CVAE Objective and Loss Terms

This note centralizes the loss-level notes that were already natural atomic units in the original methodology thread.

Core Objective

The base training picture is the conditional ELBO:

\mathcal{L}_{\mathrm{ELBO}} = \mathbb{E}_{z \sim q_\xi(z \mid x, y)}[\log p_\psi(y \mid x, z)] - \beta\, \mathrm{KL}\!\left(q_\xi(z \mid x, y)\,\|\,p_\phi(z \mid x)\right).

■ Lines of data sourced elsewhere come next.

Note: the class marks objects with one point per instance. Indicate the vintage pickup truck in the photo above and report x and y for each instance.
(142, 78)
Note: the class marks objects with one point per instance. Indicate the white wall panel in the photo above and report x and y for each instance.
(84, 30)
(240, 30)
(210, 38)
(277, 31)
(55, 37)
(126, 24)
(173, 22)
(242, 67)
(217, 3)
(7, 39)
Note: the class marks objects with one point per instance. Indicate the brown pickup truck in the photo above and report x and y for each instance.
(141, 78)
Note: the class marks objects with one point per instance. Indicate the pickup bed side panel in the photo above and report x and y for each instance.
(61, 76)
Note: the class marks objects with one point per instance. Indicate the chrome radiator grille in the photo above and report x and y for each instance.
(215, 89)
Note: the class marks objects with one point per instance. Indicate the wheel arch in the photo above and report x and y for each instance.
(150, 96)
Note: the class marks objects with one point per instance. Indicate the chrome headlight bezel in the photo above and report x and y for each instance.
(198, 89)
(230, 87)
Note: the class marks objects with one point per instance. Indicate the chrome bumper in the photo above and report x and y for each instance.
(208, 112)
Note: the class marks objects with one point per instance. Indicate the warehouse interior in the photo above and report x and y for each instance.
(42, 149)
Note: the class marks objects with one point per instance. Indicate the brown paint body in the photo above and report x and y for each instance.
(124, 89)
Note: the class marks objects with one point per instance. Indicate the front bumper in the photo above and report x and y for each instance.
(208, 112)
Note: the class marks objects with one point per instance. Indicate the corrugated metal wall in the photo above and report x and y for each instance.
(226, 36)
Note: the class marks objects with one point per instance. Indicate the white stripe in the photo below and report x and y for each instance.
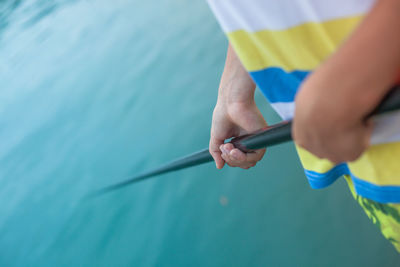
(386, 127)
(256, 15)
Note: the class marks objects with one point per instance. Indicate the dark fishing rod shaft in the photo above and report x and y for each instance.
(269, 136)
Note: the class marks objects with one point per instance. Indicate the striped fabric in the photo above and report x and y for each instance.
(280, 42)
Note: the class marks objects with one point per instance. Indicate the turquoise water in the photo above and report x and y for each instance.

The project’s methodology notes mainly study why this objective is under-specified in the entangled-initialized regime, and how to alter it so that $z$ carries strategy semantics rather than collapsing.

Atomic Loss Notes

Baseline-normalized reconstruction Uses the entangled baseline loss to restore reconstruction scale.
Token-weighted excess reconstruction Focuses reconstruction on strategy-sensitive teacher-forced positions.
Inter-latent divergence Adds an exclusivity signal so different latents induce different predictive distributions.
InfoVAE connections Reframes the ELBO through the mutual-information / marginal-matching lens.
Sequence-level divergence Records a harder full-sequence divergence direction and why it remains deferred.

How To Read This Cluster

Recommended order

Start with problem setup and model components. Then read token-weighted excess reconstruction and baseline-normalized reconstruction. Read inter-latent divergence and InfoVAE connections as the main exclusivity / information-flow add-ons.